## Day 5 project tasks, learning:
    - Panda Filtering
    - Panda Sorting
    - Panda Grouping
    - Panda Aggregation

The goal is to try to recreate queries that I would have used in SQL using panda.

Bonus items today: I wanted a better way to see the results than just a subset in the terminal. First I learned to export data to an html file so I could look at it with a web browser.  Then switched to VS Code's Jupyter Extension (notebooks) for ease of logging my work while seeing results. 

Get sample data for the testing process:

In [None]:
import pandas as pd

# Load Sales Sample Data from the Kaggle
filenm = r'C:\Users\melis\OneDrive\Desktop\PracticeData\sales_data_sample.csv'
salesdf = pd.read_csv(filenm, encoding='latin1')
salesdf.info()

SQL to Convert:  SELECT TOP 10 * FROM table ORDER BY column DESC

Getting the largest orders, and then the smallest

In [None]:
import pandas as pd

# Load Sales Sample Data
filenm = r'C:\Users\melis\OneDrive\Desktop\PracticeData\sales_data_sample.csv'
salesdf = pd.read_csv(filenm, encoding='latin1')

salesdf.nlargest(10, 'PRICEEACH')
print(salesdf.nlargest(10, 'PRICEEACH')[['CUSTOMERNAME', 'PRICEEACH']].reset_index(drop=True))

smallest = salesdf.nsmallest(10, 'PRICEEACH')
print(smallest[['CUSTOMERNAME', 'PRICEEACH']].reset_index(drop=True))

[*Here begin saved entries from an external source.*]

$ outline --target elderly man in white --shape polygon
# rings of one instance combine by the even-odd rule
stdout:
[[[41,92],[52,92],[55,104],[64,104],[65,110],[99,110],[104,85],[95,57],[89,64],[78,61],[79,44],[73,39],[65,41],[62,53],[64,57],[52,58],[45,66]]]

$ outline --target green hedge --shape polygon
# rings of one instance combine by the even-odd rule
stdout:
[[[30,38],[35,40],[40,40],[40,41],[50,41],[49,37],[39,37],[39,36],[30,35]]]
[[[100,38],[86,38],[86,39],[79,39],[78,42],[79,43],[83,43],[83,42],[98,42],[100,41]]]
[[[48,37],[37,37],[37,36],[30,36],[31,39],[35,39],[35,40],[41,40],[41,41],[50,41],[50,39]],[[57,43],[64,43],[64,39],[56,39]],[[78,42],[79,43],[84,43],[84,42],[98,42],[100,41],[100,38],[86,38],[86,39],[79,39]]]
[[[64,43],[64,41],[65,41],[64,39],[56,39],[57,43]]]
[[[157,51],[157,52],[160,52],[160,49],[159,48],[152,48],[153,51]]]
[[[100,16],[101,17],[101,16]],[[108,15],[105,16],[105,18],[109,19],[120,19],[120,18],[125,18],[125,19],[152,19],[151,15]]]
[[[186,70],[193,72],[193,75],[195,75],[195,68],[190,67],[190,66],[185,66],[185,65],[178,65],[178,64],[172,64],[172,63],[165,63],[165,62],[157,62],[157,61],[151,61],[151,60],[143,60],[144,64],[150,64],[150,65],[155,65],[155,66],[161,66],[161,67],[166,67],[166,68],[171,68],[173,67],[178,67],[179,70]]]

SQL to Convert: Complex conditions

SQL: WHERE col1 = 'MA' AND col2 < 1000 OR col4 = 'Disputed'

In [None]:
import pandas as pd

# Load Sales Sample Data
filenm = r'C:\Users\melis\OneDrive\Desktop\PracticeData\sales_data_sample.csv'
salesdf = pd.read_csv(filenm, encoding='latin1')

salesdf['total_sale'] = salesdf['PRICEEACH'] * salesdf['QUANTITYORDERED']
condition = ((salesdf['STATE'] == 'MA') & (salesdf['total_sale'] <1000 )) | (salesdf['STATUS'] == 'Disputed')
filtered_salesdf = salesdf[condition]
# Display filtered DataFrame
print(filtered_salesdf[['STATE','total_sale', 'CUSTOMERNAME', 'STATUS']].reset_index(drop=True))


SQL - Working with Dates:

In [None]:
import pandas as pd

# Load Sales Sample Data
filenm = r'C:\Users\melis\OneDrive\Desktop\PracticeData\sales_data_sample.csv'
salesdf = pd.read_csv(filenm, encoding='latin1')

# Convert ORDERDATE to datetime
salesdf['ORDERDATE'] = pd.to_datetime(salesdf['ORDERDATE'])

# Filter: Year 2004 AND Month 12 (December)
sales_date = salesdf[
    (salesdf['ORDERDATE'].dt.year == 2004) &
    (salesdf['ORDERDATE'].dt.month == 12)]

# Display ORDERDATE column only, with clean index
print(sales_date[['ORDERDATE','CUSTOMERNAME']].reset_index(drop=True))

SQL - Working with Strings:

In [None]:
import pandas as pd

# Load Sales Sample Data
filenm = r'C:\Users\melis\OneDrive\Desktop\PracticeData\sales_data_sample.csv'
salesdf = pd.read_csv(filenm, encoding='latin1')

# Find strings that start with 'A'
print(salesdf[salesdf['CUSTOMERNAME'].str.startswith('A')][['CUSTOMERNAME', 'TERRITORY']].reset_index(drop=True))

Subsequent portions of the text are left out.